- Born: 1938 Cairo
- Died: 2024 (aged 85–86) London

Education
- Education: Winchester College
- Alma mater: University of Cambridge

Philosophical work
- Era: 21st-century philosophy
- Region: Western philosophy
- Institutions: London School of Economics
- Doctoral students: Duncan Ivison
- Main interests: political theory, contractarianism, international relations

= John Charvet =

British philosopher

John Charvet (1938-2024) was a British political theorist, and Emeritus Professor at the London School of Economics. His interests were in political theory, contractarianism and international relations. He wrote several books including The Nature and Limits of Human Equality and The Liberal Project and Human Rights: The Theory and Practice of a New World Order.

==Education==
Charvet was privately educated at Winchester College, he read economics at the University of Cambridge where he was an undergraduate student of Corpus Christi College, Cambridge.
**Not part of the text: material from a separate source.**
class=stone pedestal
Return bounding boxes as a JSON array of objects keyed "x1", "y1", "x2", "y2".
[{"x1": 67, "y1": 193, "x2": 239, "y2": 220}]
He was awarded an upper second class degree in 1960. He was subsequently awarded a Bachelor of Philosophy (BPhil) in Politics at Trinity College, Oxford in 1962.

==Career and research==
Charvet was appointed Lecturer at the London School of Economics (LSE) in 1965, and Reader in 1980. His former doctoral students include Duncan Ivison.

===Books===
- The Social Problem in the Philosophy of Jean-Jacques Rousseau
- A Critique of Freedom and Equality
- Feminism
- The Idea of an Ethical Community
- The Liberal Project and Human Rights: The Theory and Practice of a New World Order
- The Nature and Limits of Human Equality

==Personal life==
Charvet died in March 2024 and his ashes were interred in a family grave in Highgate Cemetery.